第四回世界遺産大学 「日光の社寺 自然と神々」という世界遺産劇場実行委員会と下野新聞社主催のイベントに参加してきた。17日には二荒山神社境内で浅野温子さんによる古事記からの読み語りが夜の幻想的な演出でなされ、続いて歌舞伎「連獅子」奉納があったようだが、私は18日に日光総合会館で行われた彼女の「天の石屋戸」の話の読み語り基調公演と彼女を含め、東照宮奥田権宮司、二荒山神社中麻権宮司、輪王寺鈴木執事総務部長、それに福田富一知事と5人のパネリストと下野新聞黒内論説部門主筆がコーディネーターとなってのパネルディスカッションに出席してきた。パネリスト達がそれぞれの思いを予めまとめてきた原稿を見ながら、理路整然と述べ、全体的に予定通り2時間でまとめあげられたのには洗練された印象を持った。
●浅野さんのキーワードは「語り伝える」で忘れ去ろうとしている古事記の話を7年前からやっていて二荒山神社での公演が60回目にあたるそうである。自然と人間の融合を崇め、古事記のテーマが家族愛であることを強調。日光山の信仰がまさに大自然の中での家族愛であることに気付かされる。
●浅野さんに最初から同行して古事記からシナリオを作成している脚本家阿村礼子さんのキーワードは「ものがたり」で、古事記の中に日本人の原点があると説く。
●福田知事のキーワードは「共生」。過去、現在、未来が共に生きていることを主張。世界遺産の意義を説き、行政の立場から実際の資金は出ないが、修復作業の縁の下の力もち的立場で言葉や文化の違いを乗り越えて感動してもらえるよう、観光基盤の充実を計り、自然と神々が一体化し聖地、すべてが複合した霊地の保存管理に協力していきたいと述べた。
●奥田東照宮権宮司のキーワードは「調和」。

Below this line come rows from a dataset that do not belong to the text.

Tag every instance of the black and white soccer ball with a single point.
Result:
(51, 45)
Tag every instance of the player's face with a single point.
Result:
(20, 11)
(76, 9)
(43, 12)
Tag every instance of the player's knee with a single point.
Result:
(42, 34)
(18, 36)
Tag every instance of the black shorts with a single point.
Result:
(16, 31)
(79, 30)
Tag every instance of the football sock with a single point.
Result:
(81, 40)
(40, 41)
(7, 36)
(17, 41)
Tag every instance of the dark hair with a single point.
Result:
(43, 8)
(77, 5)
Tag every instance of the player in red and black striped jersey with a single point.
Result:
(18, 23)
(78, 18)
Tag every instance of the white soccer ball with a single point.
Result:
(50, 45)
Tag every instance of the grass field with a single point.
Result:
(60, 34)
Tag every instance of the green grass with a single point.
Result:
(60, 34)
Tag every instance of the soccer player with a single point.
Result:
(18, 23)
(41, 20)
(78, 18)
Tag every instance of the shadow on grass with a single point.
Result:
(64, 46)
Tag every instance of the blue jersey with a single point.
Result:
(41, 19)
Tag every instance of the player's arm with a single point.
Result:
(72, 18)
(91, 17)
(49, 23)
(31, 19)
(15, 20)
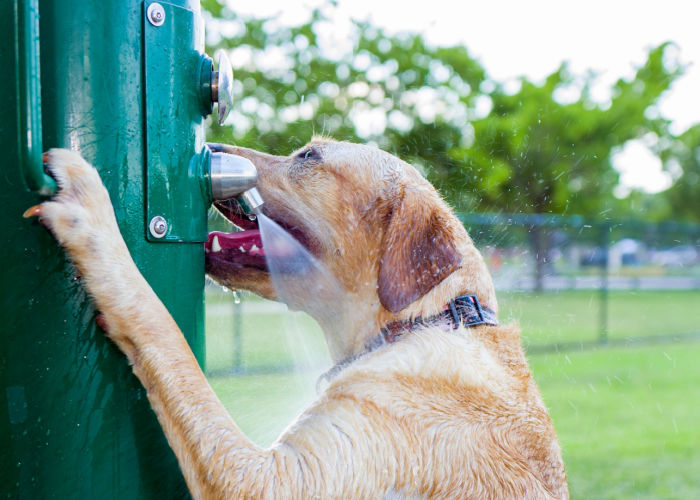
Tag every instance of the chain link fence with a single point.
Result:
(570, 282)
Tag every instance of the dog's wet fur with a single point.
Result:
(437, 414)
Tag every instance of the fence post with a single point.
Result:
(604, 274)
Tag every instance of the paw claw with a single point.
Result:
(101, 321)
(34, 211)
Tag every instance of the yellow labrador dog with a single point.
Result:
(430, 398)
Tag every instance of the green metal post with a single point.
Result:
(74, 421)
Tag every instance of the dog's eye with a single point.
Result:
(309, 154)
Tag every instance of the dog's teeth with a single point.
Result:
(215, 246)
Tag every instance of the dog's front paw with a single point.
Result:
(80, 216)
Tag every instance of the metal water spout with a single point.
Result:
(234, 176)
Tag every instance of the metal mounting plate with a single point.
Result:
(172, 77)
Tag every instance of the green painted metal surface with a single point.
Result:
(74, 421)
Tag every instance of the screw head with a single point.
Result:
(156, 14)
(158, 226)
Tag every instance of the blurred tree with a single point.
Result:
(545, 148)
(682, 159)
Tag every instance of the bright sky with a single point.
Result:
(513, 38)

神域すべてがパワースポットなので55棟もの社が建てられている。家康の遺言により、彼を神として日光に祭られてから2015年には400年祭りを迎えるため、すでにいろいろなプロジェクトを立てている。彼の言う江戸幕府の安泰は日本の安泰であるという壮大な思いが調和に繋がっているということ。

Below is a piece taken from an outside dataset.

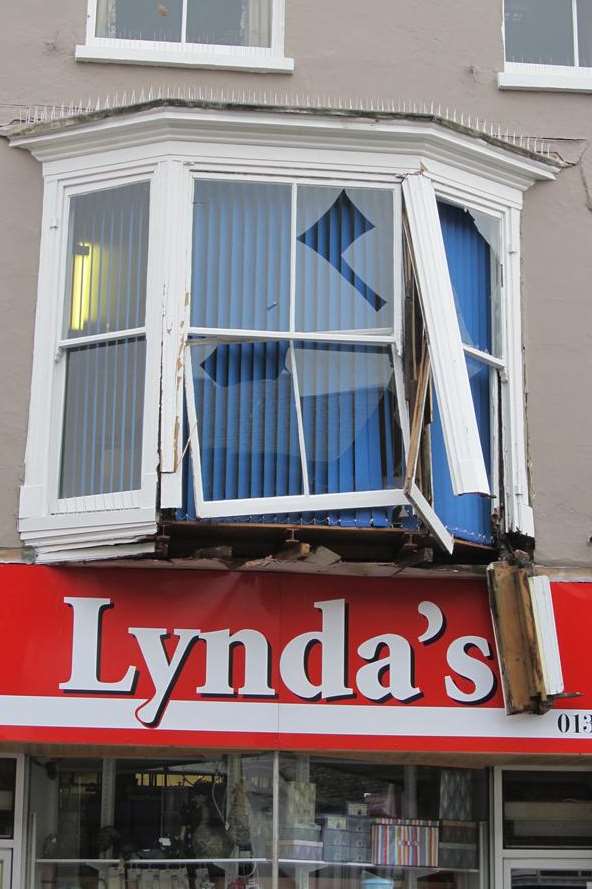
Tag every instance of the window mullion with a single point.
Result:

●中麻二荒山権宮司のキーワードは「感謝」。大自然の恵みと神々の存在。そして先人の真心と知恵に感謝である。(安土桃山時代の30年間は空白であったという)男体山を開山して以来の宝物がしっかり保存されていて、信仰の変遷がよくわかる。
●鈴木輪王寺執事のキーワードは「今」でこの瞬間がすべてであるということ。全てのものに価値があり、それらを大事に一日一日を生活することと捉えるべき。二社一寺などと言うべきではなく、むしろ日光山として全体的に日光信仰と理解すべきである。神仏集合、複数の神々の信仰であり、神と仏の調和の中での人々の生活の営みが世界遺産として認められたのだと思う。無数の人々の生活が背景にあるということ。(ピラミッドや万里の長城と異なる点)鈴木執事は大変ユーモアな語り口で、親しみやすさを感じさせられた。さらに今やるべきこと、それは布教活動である。信仰心がなければこの世界遺産は無くなってしまうから。
改めて日光信仰のテーマを考える良い機会となった。

19日には東照宮五重塔前での「結界譚」地鳴りする上妻の三味に麿赤児が異形の群舞を繰り広げる大公演を観劇することになっている。